Okay. That's perfect. And then just a follow-up is your thoughts around M&A, do you still – you've been opportunistic or able to tuck-in Painted Pony last year. What do you think the market environment is for bolt-on acquisitions in Canada or do you view this as a time that you really want to just organically delever and return capital to shareholders with the strong recovery in valuations and the commodity price?
I think our real key focus is delever work on our operations here, but you never can say never. We've always been opportunistic in our acquisitions and we look at a lot of opportunities that we have synergies that we feel we can add a lot of value for our shareholders. So, to me, today we are looking to delever very quickly, but we always look for, in terms of optimistic opportunities.
Our last question comes from William Lacey with ATB Capital Markets.
Gentlemen, just real quick question and I apologize if you've got this outlined somewhere. Just your thoughts on taxes other than the fact that you hate them and on royalties, especially in terms of sort of post payout timing for projects, do you have any insights on that?
Sure, William. It's Mark. I'll leave some of the detail, maybe to IR to go through with you after, but if you look at cash taxes, when we ran the budget for 2021 in December when we had our budget press release, we were running at $45 WTI. Just to give you some perspective, at that time cash taxes were in the $250 million to $300 million range. I would suggest that strip here and $57 WTI range we'd be north of $1 billion. But again, I'll let you take that off with IR and kind of go through the detailed modeling on it. Same goes for royalties. You're right. We have Oil Sands Royalty projects that of course of a royalty regime that has a pre and post-payout. So, as we generate more cash flow from those properties, we can get into payout. So, another thing that I'll let IR take off with you.
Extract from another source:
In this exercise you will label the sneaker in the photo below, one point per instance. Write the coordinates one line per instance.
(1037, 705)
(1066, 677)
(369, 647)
And at this time, I will turn the call over to Mr. Bieber.
Thank you, operator and thank you everyone for attending this conference call this morning. Canadian Natural's large well diverse asset base continues to drive significant shareholder value, even through years as turbulent as 2020. The ability of our teams to deliver effective and efficient operations with top-tier performance is contributing to proven resilience, as well as substantial and sustainable free cash flow. This together with effective capital allocation contributes to achieving our goal of maximizing shareholder value. If you do have any further questions, please don't hesitate to give us a shout. Thank you and goodbye.
This concludes today's conference call. You may now disconnect.